In this equation, 𝑤𝑗wj are independent with respect to each other, the form $G_jw_j+\frac{1}{2}(H_j+\lambda)w_j^2$ is quadratic and the best $w_j$ for a given structure $q(x)$ and the best objective reduction we can get is:

$\begin{aligned} w_j^\ast &= -\frac{G_j}{H_j+\lambda}\\ \text{obj}^\ast &= -\frac{1}{2} \sum_{j=1}^T \frac{G_j^2}{H_j+\lambda} + \gamma T \end{aligned}$

The last equation shows the how good a tree structure $q(x)$ is .

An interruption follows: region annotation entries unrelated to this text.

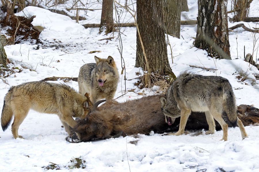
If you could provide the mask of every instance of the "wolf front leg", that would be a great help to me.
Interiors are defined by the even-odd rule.
[[[205,112],[206,115],[206,119],[209,125],[209,131],[206,131],[206,135],[214,134],[215,132],[215,122],[213,119],[212,114],[209,111]]]
[[[180,119],[180,124],[179,125],[179,130],[175,133],[171,133],[169,135],[174,135],[179,136],[183,134],[184,132],[184,128],[187,122],[187,120],[191,114],[191,109],[182,108],[181,110],[181,118]]]
[[[105,97],[105,99],[106,100],[113,100],[113,98],[114,97],[114,95],[115,95],[115,92],[116,92],[116,90],[113,90],[110,92]]]

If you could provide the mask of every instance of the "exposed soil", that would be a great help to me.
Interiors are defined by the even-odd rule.
[[[16,16],[6,5],[0,8],[0,13],[2,14],[0,25],[2,31],[5,31],[7,45],[19,44],[25,40],[32,43],[39,42],[40,32],[31,23],[35,16],[29,18]]]

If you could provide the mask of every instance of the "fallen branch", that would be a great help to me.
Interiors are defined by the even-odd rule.
[[[87,8],[66,8],[66,9],[68,11],[70,11],[71,10],[88,10],[89,11],[94,11],[95,10],[101,10],[101,8],[98,9],[87,9]]]
[[[181,25],[188,25],[197,24],[197,20],[184,20],[181,21]],[[83,25],[83,26],[85,28],[89,27],[100,27],[100,24],[86,24]],[[118,27],[117,24],[114,24],[115,27]],[[136,25],[134,23],[119,23],[120,27],[135,27]]]
[[[259,17],[245,17],[244,18],[243,21],[245,22],[258,22]]]
[[[52,77],[49,77],[49,78],[46,78],[45,79],[43,79],[41,80],[42,81],[54,81],[58,80],[59,79],[60,80],[64,79],[66,79],[68,80],[72,80],[74,81],[77,82],[77,79],[78,78],[74,78],[72,77],[57,77],[56,76],[53,76]]]
[[[259,33],[259,30],[254,30],[249,29],[248,27],[247,27],[245,26],[245,25],[243,23],[241,23],[240,24],[237,24],[236,25],[235,25],[232,27],[231,27],[228,28],[228,29],[234,30],[238,27],[242,27],[245,29],[245,30],[249,32],[251,32],[254,33]]]
[[[199,66],[196,65],[189,65],[190,67],[192,67],[192,68],[200,68],[201,69],[205,69],[206,70],[214,70],[214,71],[216,71],[216,70],[218,70],[218,69],[210,69],[210,68],[205,68],[205,67],[201,67],[201,66]]]
[[[99,39],[98,41],[102,41],[103,40],[110,40],[112,39],[113,39],[115,37],[115,36],[114,36],[113,37],[107,37],[106,38],[103,38],[103,39]]]

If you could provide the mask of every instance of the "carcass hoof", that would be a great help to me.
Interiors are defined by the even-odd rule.
[[[69,142],[74,143],[77,143],[83,141],[78,138],[77,135],[75,133],[74,133],[72,136],[67,136],[65,140]]]

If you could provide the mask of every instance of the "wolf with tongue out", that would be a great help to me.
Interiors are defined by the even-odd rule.
[[[86,64],[80,68],[78,76],[79,93],[88,93],[94,103],[99,100],[113,99],[119,81],[119,74],[113,58],[94,56],[96,63]]]

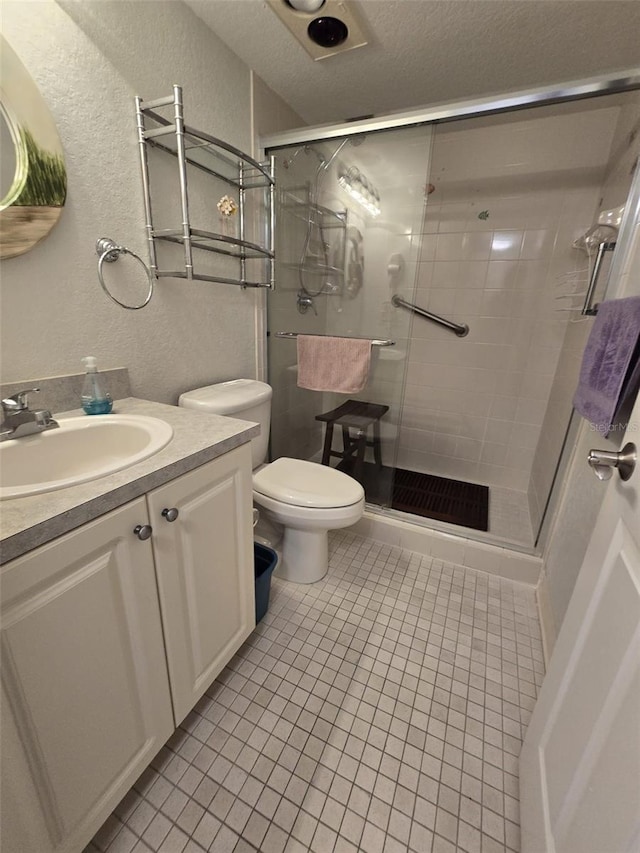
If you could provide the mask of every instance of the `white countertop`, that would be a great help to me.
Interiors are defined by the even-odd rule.
[[[1,501],[0,562],[44,545],[245,444],[260,432],[258,424],[248,421],[201,414],[135,397],[117,400],[113,414],[119,413],[160,418],[173,427],[173,438],[158,453],[122,471],[55,492]],[[76,412],[58,413],[62,414]]]

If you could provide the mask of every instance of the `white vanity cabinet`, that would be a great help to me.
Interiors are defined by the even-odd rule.
[[[249,445],[3,566],[2,852],[79,853],[254,626]]]
[[[179,725],[255,628],[249,445],[147,500]]]

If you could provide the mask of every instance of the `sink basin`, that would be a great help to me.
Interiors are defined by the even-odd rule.
[[[59,428],[0,442],[0,500],[97,480],[153,456],[173,429],[144,415],[57,418]]]

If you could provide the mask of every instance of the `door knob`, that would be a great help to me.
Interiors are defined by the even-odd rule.
[[[137,527],[133,528],[133,532],[138,537],[138,539],[142,539],[142,541],[144,542],[145,539],[151,538],[153,528],[150,524],[139,524]]]
[[[587,462],[593,468],[599,480],[609,480],[613,469],[618,469],[621,480],[628,480],[636,467],[638,453],[635,444],[628,442],[620,453],[610,450],[590,450]]]

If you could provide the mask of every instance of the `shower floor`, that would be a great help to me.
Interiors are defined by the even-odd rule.
[[[436,477],[404,468],[378,467],[365,462],[360,476],[351,460],[338,465],[362,483],[367,501],[448,524],[489,530],[489,487]]]

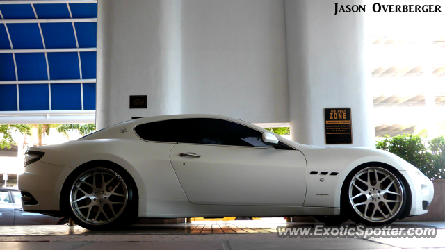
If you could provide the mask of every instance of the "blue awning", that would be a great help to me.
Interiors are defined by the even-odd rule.
[[[96,108],[97,3],[90,2],[0,1],[0,112]]]

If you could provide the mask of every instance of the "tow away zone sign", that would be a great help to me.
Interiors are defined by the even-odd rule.
[[[350,108],[325,108],[325,143],[353,143]]]

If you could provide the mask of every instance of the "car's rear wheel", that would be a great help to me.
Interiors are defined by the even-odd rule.
[[[392,223],[403,212],[406,194],[396,170],[383,165],[367,167],[346,181],[347,194],[343,194],[347,195],[355,222],[380,226]]]
[[[135,202],[128,174],[115,167],[85,169],[72,182],[70,217],[76,224],[92,230],[129,226],[134,221]]]

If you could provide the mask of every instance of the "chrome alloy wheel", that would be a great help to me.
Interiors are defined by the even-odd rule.
[[[82,173],[71,188],[70,202],[76,217],[92,225],[117,219],[125,209],[128,190],[122,177],[106,168]]]
[[[360,170],[349,185],[349,201],[363,219],[384,222],[396,216],[403,203],[403,189],[391,172],[378,167]]]

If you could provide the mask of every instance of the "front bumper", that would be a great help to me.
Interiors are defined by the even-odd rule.
[[[426,213],[428,205],[431,203],[434,197],[434,185],[428,177],[412,171],[400,171],[408,182],[411,190],[411,210],[410,216]],[[407,187],[405,187],[406,188]]]
[[[18,188],[28,192],[37,204],[23,206],[25,211],[59,211],[60,191],[65,180],[73,169],[37,161],[25,167],[17,176]]]

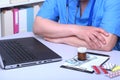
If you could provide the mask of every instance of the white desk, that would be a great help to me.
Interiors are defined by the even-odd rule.
[[[3,70],[0,68],[0,80],[120,80],[120,77],[110,79],[104,74],[96,75],[95,73],[84,73],[80,71],[69,70],[60,68],[60,65],[64,63],[64,60],[69,59],[77,54],[77,49],[63,44],[55,44],[44,41],[33,33],[16,34],[6,38],[17,38],[34,36],[56,53],[62,56],[63,60],[60,62],[48,63],[43,65],[36,65],[30,67],[23,67],[11,70]],[[5,39],[6,39],[5,38]],[[96,52],[96,51],[95,51]],[[110,55],[109,62],[120,65],[120,52],[101,52]]]

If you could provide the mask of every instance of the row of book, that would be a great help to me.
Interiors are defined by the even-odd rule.
[[[3,9],[1,11],[1,36],[31,32],[40,5]]]
[[[36,1],[36,0],[0,0],[0,5],[15,4],[21,2],[32,2],[32,1]]]

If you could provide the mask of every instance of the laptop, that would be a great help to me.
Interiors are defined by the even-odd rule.
[[[61,61],[62,57],[34,37],[0,40],[0,65],[20,68]]]

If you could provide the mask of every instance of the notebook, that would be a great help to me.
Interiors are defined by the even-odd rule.
[[[61,61],[62,57],[34,37],[0,40],[0,65],[13,69]]]
[[[61,67],[87,73],[93,73],[93,65],[101,66],[110,58],[109,55],[92,52],[87,52],[86,56],[87,59],[84,61],[78,60],[78,57],[74,56],[73,58],[65,60]]]

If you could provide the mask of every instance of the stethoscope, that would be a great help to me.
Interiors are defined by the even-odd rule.
[[[87,26],[92,25],[93,8],[94,8],[94,5],[95,5],[95,2],[96,2],[96,0],[93,1],[92,6],[91,6]],[[77,7],[77,9],[76,9],[76,13],[75,13],[74,24],[76,24],[77,13],[78,13],[78,10],[79,10],[79,7],[80,7],[80,0],[78,0],[76,7]],[[68,24],[68,21],[69,21],[69,0],[66,1],[66,24]]]

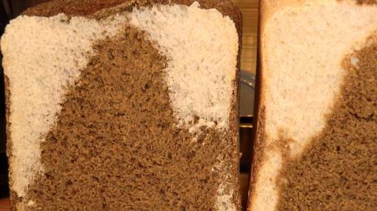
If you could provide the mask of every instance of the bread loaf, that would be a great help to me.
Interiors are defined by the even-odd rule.
[[[376,210],[376,1],[260,10],[249,210]]]
[[[240,210],[230,1],[55,0],[1,38],[13,210]]]

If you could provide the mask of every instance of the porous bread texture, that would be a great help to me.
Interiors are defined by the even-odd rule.
[[[54,124],[65,93],[93,53],[92,43],[115,35],[125,20],[100,21],[64,14],[50,18],[21,16],[1,38],[4,74],[10,90],[12,190],[23,197],[42,171],[40,144]]]
[[[202,125],[217,122],[227,128],[239,50],[230,18],[215,9],[199,9],[197,2],[135,8],[130,17],[131,24],[147,31],[169,59],[166,80],[180,126],[197,116]]]
[[[166,81],[178,126],[195,132],[199,126],[191,122],[198,117],[200,126],[228,128],[239,40],[234,23],[217,10],[195,3],[134,9],[103,20],[20,16],[1,39],[11,93],[11,188],[18,196],[43,171],[40,144],[60,113],[64,87],[74,85],[95,53],[92,44],[116,35],[128,21],[148,32],[169,59]],[[230,192],[219,191],[219,210],[236,210]]]
[[[351,1],[291,2],[262,20],[264,155],[254,173],[253,211],[276,209],[283,162],[278,141],[291,141],[285,146],[287,155],[300,155],[324,128],[337,99],[345,74],[343,57],[377,29],[376,6]]]

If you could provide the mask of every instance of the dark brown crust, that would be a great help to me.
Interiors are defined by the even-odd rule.
[[[44,3],[33,8],[25,10],[23,14],[27,16],[46,16],[49,17],[56,15],[60,13],[65,13],[69,16],[90,16],[94,14],[98,11],[115,7],[122,3],[128,3],[128,6],[132,8],[134,6],[140,5],[149,5],[155,3],[169,4],[176,3],[189,5],[193,3],[195,0],[54,0],[49,2]],[[232,131],[231,133],[239,139],[239,75],[241,70],[241,42],[242,42],[242,15],[239,10],[235,7],[231,1],[230,0],[197,0],[201,5],[201,8],[204,9],[215,8],[221,12],[224,16],[229,16],[231,19],[234,22],[237,33],[239,34],[239,54],[237,57],[237,70],[236,79],[234,81],[234,87],[236,87],[235,93],[234,93],[234,98],[232,98],[233,111],[230,113],[230,125]],[[7,144],[7,154],[8,156],[10,158],[12,154],[11,145],[12,141],[10,139],[10,126],[8,118],[9,117],[9,108],[10,108],[10,90],[9,90],[9,82],[8,79],[5,79],[5,86],[6,92],[6,108],[7,108],[7,135],[8,135],[8,144]],[[10,158],[11,159],[11,158]],[[10,163],[10,161],[9,161]],[[232,170],[233,172],[232,174],[239,174],[239,160],[234,160],[234,163],[237,163],[235,167],[233,167]],[[11,175],[10,175],[10,178]],[[10,178],[12,181],[12,178]],[[234,181],[235,188],[235,193],[234,195],[238,196],[236,199],[233,200],[239,205],[238,210],[241,210],[241,197],[239,193],[239,178],[238,181]],[[19,201],[19,199],[16,193],[11,191],[11,207],[12,211],[16,211],[16,205]]]

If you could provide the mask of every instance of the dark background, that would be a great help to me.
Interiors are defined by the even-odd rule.
[[[9,20],[15,18],[26,8],[33,5],[48,1],[49,0],[0,0],[0,37],[3,33],[5,26],[8,23]],[[0,61],[2,61],[2,55],[0,51]],[[247,73],[243,72],[243,73]],[[245,96],[252,96],[252,100],[249,102],[247,107],[241,108],[241,126],[240,128],[241,150],[242,157],[240,163],[240,171],[241,173],[241,180],[245,180],[247,183],[247,177],[250,172],[251,152],[252,150],[252,113],[249,114],[250,111],[252,111],[254,102],[254,79],[249,79],[242,75],[243,80],[241,80],[241,94],[245,99]],[[246,82],[245,83],[244,81]],[[244,82],[244,83],[243,83]],[[252,83],[252,85],[251,83]],[[8,185],[8,161],[5,154],[5,97],[3,85],[3,73],[2,67],[0,65],[0,198],[6,197],[9,195],[9,189]],[[241,103],[243,104],[243,103]],[[251,104],[250,108],[249,106]],[[249,111],[250,110],[250,111]],[[241,182],[242,183],[242,182]],[[243,182],[245,183],[245,182]],[[247,186],[241,187],[243,193],[243,203],[246,202],[247,199]],[[1,209],[0,209],[1,210]]]

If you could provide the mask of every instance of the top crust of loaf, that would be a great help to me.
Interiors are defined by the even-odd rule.
[[[256,88],[256,104],[255,108],[254,118],[254,146],[253,152],[253,165],[252,167],[251,177],[250,177],[250,188],[249,192],[249,201],[247,210],[256,210],[256,206],[253,203],[253,200],[256,198],[257,193],[254,191],[256,186],[257,176],[261,170],[263,163],[265,162],[265,154],[267,148],[270,149],[274,147],[266,146],[265,135],[268,133],[265,128],[265,113],[266,113],[266,94],[265,90],[263,89],[265,87],[265,83],[266,83],[266,78],[265,71],[263,71],[266,68],[266,64],[262,62],[265,59],[265,57],[267,57],[265,50],[267,48],[266,40],[265,37],[265,32],[269,22],[271,20],[271,17],[278,12],[288,9],[289,8],[297,8],[297,10],[306,4],[310,5],[321,5],[325,3],[335,4],[335,3],[349,3],[354,4],[356,6],[361,6],[360,4],[363,3],[362,1],[356,0],[262,0],[260,1],[260,17],[259,17],[259,33],[258,33],[258,68],[257,68],[257,88]],[[368,3],[365,3],[368,5]],[[370,4],[369,4],[370,6]],[[364,5],[362,5],[364,7]],[[355,40],[355,42],[359,42],[361,40]],[[339,61],[340,65],[341,61]],[[275,70],[278,71],[278,70]],[[280,147],[280,146],[276,146]],[[269,156],[269,160],[273,163],[280,163],[279,158],[275,158],[273,156]],[[273,170],[271,170],[273,171]],[[278,173],[273,171],[270,172],[271,174],[276,174]],[[266,203],[271,203],[271,201],[266,201]]]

From the tree, we try to split a leaf into two leaves and gain the score:

$Gain = \frac{1}{2} \left[\frac{G_L^2}{H_L+\lambda}+\frac{G_R^2}{H_R+\lambda}-\frac{(G_L+G_R)^2}{H_L+H_R+\lambda}\right] - \gamma$

This formula can be decomposed as 1) the score on the new left leaf 2) the score on the new right leaf 3) The score on the original leaf 4) regularization on the additional leaf. We can see an important fact here: if the gain is smaller than $\gamma$ , we would do better not to add that branch. This is exactly the pruning techniques in tree based models! By using the principles of supervised learning, we can naturally come up with the reason these techniques work 😃

For real valued data, we usually want to search for an optimal split. To efficiently do so, we place all the instances in sorted order, like the following picture.

Random Forests in XGBoost

Random Forests use the same model like gradient-boosted decision trees but different training algorithm. Here we can use the random forest as a base model for gradient boosting.

In practical, we can just use the API from the Scikit Learn.

In Scikit Learn, XGBClassifier and XGBRegressor are using Gradient Boosting. XGBRFClassifier and XGBRFRegressor are training the random forest.